Dr. Singh, from his screen in Kansas City, was pleased with the result.

“Everything I need to do in clinic, I can do with telemedicine. The nurse puts the stethoscope on the patient’s chest, I put on earphones and can hear the heartbeat,” he said. “With a camera I can look through the ears, nose and mouth. I’m using technology to the fullest extent of my ability to provide good care.”



Telemedicine may also allow Dr. Singh and his colleagues to help more families. There are 12 other patients on ventilators in the region served by the Wichita Specialty Clinic, according to Liz Cook, MSN, RN, NE-BC, CM Telemedicine Clinical Practice and Training Manager. Liz led efforts to make a ventilator telemedicine clinic possible and has assessed the need in central and western Kansas as well as communities served by clinics in Joplin, Mo.

Elaine Harrington, MD, Larkin’s pediatrician in the Via Christi Clinic in Wichita, sees even greater potential. She makes home visits to quite a few children on ventilators in communities in and around Wichita, and welcomes the opportunity for her patients to be seen more often by pulmonary specialists without having to endure the rigors of a long trip.
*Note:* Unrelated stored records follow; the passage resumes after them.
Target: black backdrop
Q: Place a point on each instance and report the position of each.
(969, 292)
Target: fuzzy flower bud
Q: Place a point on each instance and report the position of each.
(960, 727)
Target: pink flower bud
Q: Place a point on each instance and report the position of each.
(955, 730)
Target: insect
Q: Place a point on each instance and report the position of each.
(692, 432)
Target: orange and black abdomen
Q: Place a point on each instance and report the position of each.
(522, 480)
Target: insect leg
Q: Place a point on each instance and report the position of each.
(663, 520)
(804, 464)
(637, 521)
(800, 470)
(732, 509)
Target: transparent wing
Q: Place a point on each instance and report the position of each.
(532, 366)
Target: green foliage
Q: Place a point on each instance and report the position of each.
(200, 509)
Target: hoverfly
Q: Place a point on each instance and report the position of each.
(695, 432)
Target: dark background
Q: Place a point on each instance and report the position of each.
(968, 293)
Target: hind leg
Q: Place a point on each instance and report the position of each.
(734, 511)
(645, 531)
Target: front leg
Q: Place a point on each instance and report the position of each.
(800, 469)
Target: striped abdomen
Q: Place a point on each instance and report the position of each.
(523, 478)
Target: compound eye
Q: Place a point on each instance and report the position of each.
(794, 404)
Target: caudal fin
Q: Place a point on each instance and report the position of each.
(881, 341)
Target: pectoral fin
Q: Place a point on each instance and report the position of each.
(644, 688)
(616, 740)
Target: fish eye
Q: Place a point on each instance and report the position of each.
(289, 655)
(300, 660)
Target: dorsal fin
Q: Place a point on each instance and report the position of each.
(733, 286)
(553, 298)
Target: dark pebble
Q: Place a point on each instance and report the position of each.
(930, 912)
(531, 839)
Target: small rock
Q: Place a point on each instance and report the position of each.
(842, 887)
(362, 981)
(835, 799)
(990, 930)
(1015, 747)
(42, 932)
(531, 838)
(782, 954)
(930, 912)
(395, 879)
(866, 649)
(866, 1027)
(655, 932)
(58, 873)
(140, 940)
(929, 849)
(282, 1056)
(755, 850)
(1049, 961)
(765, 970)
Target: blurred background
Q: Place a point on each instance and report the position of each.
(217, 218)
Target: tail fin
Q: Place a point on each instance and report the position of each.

“I can do routine pediatric care, but these kids really need a pulmonologist to see them every few months to keep them healthy and out of the hospital,” Dr. Harrington said. “And driving long distances for appointments can be a safety issue. Telemedicine is the way to go.”

As for Larkin, plans call for Dr. Singh to see her by telemedicine every few months.

“Her parents are on top of things, the team in Wichita is wonderful, and the technology allows me to see her on a more frequent basis to troubleshoot any issues, and see what changes may be necessary,” he said. “

“Telemedicine helps me help them a lot more easily.”